Watch the birdie

Barry Arrowsmith arrowsmithbt at kneasy.yahoo.invalid
Sat Jan 1 14:42:51 UTC 2005



A-a-a-a-a-h.
'Scuse me, just easing me boots off.
Time to unwind a bit, relax in the pastoral peace of the 
Semi-Retirement Home for Mendicant Posters. A closed 
Order of course, dedicated to the solitary contemplation 
of past glories and words that will not be written in the 
future (odd how often "on mature reflection" equates to 
"can't be bothered"), where the hurly-burly of other boards
signifies little more than the crackling of thorns under a pot. 

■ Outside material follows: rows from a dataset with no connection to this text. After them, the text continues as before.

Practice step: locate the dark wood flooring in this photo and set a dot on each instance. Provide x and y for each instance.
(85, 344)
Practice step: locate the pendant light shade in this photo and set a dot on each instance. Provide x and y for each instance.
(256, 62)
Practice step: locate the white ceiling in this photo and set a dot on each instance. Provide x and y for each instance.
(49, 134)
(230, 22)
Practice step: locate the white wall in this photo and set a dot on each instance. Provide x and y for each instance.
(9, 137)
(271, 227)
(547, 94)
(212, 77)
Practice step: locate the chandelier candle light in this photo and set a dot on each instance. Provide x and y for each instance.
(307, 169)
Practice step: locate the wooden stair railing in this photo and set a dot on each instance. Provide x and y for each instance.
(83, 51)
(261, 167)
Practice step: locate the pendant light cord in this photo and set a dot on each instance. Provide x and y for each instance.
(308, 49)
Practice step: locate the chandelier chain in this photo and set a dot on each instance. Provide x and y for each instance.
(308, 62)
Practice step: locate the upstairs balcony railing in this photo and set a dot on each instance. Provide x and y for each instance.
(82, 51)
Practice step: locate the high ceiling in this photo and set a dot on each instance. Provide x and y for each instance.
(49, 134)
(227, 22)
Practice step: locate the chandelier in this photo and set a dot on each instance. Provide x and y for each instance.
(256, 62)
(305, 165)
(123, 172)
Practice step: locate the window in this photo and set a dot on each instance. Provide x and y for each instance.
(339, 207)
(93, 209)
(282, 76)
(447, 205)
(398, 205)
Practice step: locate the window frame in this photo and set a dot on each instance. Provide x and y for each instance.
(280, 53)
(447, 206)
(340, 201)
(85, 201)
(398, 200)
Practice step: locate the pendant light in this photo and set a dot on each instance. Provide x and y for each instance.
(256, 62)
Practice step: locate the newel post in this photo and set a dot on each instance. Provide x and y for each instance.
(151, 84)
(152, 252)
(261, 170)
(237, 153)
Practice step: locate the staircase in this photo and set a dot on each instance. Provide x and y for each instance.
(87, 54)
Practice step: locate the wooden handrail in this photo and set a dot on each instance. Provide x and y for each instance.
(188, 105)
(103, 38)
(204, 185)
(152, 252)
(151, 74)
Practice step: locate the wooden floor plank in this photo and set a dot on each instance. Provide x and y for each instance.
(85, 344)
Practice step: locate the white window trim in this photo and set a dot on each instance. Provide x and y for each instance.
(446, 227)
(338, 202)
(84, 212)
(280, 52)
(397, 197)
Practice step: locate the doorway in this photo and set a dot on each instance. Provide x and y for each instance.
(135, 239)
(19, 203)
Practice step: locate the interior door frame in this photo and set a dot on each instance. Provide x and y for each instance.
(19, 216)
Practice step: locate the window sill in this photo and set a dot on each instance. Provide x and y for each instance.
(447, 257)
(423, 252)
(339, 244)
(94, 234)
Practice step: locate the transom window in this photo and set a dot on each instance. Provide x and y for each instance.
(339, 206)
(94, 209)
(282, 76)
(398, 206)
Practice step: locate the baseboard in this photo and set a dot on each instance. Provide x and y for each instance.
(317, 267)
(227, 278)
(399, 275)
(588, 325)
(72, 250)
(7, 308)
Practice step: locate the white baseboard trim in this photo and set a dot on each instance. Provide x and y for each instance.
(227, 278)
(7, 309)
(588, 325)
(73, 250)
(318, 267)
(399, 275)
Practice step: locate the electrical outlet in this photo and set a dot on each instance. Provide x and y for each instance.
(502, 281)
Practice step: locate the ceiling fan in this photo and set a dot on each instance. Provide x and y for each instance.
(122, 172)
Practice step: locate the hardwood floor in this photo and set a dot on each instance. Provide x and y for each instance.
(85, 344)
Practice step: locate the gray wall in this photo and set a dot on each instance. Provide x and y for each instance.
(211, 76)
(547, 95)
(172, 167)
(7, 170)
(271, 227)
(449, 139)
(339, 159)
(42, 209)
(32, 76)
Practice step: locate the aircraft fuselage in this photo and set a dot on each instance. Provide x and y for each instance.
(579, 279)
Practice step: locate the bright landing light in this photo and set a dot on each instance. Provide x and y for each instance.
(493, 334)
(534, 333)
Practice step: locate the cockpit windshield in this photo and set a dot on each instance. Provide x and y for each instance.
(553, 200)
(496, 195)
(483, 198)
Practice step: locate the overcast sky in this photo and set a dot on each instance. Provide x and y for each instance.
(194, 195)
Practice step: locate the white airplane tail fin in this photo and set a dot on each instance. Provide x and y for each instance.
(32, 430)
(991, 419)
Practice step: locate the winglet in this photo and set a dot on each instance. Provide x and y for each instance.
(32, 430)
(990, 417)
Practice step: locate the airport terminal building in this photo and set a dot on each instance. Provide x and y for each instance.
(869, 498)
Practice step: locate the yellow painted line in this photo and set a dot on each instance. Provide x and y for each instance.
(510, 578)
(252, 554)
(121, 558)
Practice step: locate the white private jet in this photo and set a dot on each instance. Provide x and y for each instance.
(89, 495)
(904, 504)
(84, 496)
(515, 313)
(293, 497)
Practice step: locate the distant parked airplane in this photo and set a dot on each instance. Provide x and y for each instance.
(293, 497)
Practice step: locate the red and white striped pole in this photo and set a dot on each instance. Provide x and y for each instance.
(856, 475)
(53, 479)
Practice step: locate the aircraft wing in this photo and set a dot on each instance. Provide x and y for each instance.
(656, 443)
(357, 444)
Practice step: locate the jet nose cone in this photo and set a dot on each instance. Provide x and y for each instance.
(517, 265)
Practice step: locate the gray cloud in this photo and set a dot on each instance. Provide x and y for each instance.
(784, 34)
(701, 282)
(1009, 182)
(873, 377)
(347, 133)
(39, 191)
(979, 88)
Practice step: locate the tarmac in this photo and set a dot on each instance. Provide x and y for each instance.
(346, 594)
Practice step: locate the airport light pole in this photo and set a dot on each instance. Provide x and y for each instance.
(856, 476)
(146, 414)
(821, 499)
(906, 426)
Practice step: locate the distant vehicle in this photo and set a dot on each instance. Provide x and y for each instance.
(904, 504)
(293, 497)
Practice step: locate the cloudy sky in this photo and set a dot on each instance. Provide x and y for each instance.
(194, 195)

Nice. Restful. Even bucolic.
Why, there's even a capriform even-toed ungulate wandering
around the place. Fabulous beast by all accounts, scratch his 
horns and he masticates. Might almost be from the realms of 
fiction. Mind you, there are other things from the realms of 
fiction that could be usefully employed in the everyday world. 
That Owl Post thingy, for instance. What  a boon that'd be. 
No more standing in a Post Office queue, inching forward at 
a speed inferior to that of  a glacier with bunions, just to get a 
damn stamp to wish an intensely irritating cousin (seemingly 
hell-bent on a breeding program designed to produce the most
nauseating kids west of the Urals) a Happy Christmas. No more 
leaden-footed, hellebore-crushing mail deliverer who practices 
his advanced origami on your precious post as he drags you out 
of the shower to take delivery of a package for - who? Not you, 
mate, it's for next door. Yep;  by-passing all that for the cost of 
a few owl pellets and a moribund mouse or two would be bliss.

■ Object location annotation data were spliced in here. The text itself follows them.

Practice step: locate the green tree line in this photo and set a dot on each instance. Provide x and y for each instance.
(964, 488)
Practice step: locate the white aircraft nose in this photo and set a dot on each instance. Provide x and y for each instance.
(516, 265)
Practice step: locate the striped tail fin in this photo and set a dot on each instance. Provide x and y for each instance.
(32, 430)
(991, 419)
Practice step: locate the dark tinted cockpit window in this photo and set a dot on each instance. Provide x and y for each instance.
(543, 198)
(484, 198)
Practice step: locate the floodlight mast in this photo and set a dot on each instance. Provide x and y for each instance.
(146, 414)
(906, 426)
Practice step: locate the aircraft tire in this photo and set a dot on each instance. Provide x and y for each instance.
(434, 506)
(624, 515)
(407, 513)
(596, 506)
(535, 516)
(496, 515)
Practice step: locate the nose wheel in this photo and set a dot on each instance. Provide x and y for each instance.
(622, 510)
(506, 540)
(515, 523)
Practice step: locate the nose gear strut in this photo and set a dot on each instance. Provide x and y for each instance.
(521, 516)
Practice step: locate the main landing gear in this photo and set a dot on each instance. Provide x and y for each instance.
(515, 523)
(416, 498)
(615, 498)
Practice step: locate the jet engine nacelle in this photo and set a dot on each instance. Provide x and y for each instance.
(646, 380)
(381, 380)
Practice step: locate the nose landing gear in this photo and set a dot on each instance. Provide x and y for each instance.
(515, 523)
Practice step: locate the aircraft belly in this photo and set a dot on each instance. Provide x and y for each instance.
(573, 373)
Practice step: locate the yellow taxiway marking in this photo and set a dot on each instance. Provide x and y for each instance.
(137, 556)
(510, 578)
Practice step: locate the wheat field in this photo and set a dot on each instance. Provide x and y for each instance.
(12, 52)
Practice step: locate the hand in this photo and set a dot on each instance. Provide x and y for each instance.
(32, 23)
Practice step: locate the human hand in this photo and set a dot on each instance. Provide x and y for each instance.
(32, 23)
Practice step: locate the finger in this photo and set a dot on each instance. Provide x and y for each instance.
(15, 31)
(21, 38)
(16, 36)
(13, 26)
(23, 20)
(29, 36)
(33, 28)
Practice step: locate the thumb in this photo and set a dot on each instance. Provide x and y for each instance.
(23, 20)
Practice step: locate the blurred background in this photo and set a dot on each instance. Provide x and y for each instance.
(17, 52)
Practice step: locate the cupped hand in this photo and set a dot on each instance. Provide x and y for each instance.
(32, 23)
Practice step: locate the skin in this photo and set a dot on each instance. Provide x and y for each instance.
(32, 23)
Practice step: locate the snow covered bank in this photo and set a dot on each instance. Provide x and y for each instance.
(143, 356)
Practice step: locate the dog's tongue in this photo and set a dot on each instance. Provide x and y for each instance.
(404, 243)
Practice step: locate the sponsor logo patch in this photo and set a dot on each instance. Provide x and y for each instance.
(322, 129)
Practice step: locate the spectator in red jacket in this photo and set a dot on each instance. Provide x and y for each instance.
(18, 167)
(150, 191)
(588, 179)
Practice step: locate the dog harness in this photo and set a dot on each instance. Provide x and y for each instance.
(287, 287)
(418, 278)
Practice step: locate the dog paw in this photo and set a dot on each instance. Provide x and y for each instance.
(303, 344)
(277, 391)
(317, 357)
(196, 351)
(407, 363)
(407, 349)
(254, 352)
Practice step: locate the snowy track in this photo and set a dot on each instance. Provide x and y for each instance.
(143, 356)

And then I got to thinking - why'd she choose owls?
Generally speaking owls haven't had a particularly good press 
throughout history. Came off best among the Greeks; symbol of 
Athene - though in her attribute as protector rather than as a 
symbol of wisdom.

Romans? Not good. An owl hoot presaged a death. Nail a dead 
one to the door to ward off evil. Witches transformed themselves 
into owls and sucked the blood of babies. Obviously a  stumbling
attempt  to fulfill a cultural need later satisfied by  the invention 
of Gothic Horror.

England much the same, though an owl carcass would also protect
a house against lightning. The "bird of doom" according to Wordsworth.

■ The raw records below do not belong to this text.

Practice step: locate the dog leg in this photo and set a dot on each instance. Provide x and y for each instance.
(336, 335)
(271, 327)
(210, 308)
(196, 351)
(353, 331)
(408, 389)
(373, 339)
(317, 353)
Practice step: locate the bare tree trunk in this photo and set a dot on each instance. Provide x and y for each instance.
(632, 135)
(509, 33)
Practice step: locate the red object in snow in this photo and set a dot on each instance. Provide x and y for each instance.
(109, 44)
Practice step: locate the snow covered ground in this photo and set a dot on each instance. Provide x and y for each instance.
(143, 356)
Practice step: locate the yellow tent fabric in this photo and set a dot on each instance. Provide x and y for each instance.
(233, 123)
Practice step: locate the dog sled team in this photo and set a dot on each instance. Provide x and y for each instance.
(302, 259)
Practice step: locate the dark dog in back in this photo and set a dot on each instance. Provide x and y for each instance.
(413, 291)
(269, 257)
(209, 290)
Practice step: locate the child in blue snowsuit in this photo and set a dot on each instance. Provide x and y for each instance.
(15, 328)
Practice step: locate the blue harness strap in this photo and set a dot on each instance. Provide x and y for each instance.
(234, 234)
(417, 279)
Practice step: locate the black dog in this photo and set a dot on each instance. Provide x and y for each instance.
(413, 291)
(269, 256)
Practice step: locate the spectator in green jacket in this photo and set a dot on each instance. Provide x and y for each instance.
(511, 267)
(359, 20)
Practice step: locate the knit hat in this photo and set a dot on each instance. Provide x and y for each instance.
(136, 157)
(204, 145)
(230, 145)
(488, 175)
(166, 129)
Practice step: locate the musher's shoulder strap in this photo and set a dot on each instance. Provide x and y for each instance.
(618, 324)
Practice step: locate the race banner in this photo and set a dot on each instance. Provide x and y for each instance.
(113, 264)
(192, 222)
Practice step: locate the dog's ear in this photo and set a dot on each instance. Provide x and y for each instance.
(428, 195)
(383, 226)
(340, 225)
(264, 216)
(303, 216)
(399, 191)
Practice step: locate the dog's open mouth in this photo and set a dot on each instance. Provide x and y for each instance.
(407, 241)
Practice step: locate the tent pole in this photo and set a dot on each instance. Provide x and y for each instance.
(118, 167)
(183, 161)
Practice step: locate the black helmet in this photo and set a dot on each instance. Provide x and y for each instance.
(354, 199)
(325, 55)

So a more or less strictly nocturnal predatory loner with a bad 
folkloric reputation gets picked by Jo as the WW equivalent of UPS. 
Strange. More so since JKR seems to dig into mythology a lot when 
designating roles for her beasties. Oh, there are changes of course, 
ghouls being an obvious example. Can't see the one in the Weasley 
attic raiding the local graveyard for lunch, somehow. Molly would go
spare when it tracked dirt up the stairs.

Don't know about you, but thinking about it I'd have expected 
something from the Corvidae; the raven's your bird for positive reader
recognition when it comes to fantasy. Supposedly royal birds (Arthur 
is supposed to have turned into one), then there's Hugin and Mugin, 
memory and thought, Odin's equivalent of the internet. He wanted to 
know something? Listen to the birds. And if you want a bit of atmosphere,
gibbering old Edgar A. Poe found them suitable for his purposes too.

Why stick to any one Order at all, Corvidae or Strigiformes? 
Spread it about a bit, get the fans discussing the significance of 
Lockhart's cuckoo, Fudge's pigeon, why Neville has a turkey. 
Though Crouch!Moody's  vulture would have been a bit of a give-away.

Hmm. Come to think of it, Errol is the closest thing to a dead duck 
I've seen in the books; what does this mean for vol. 6?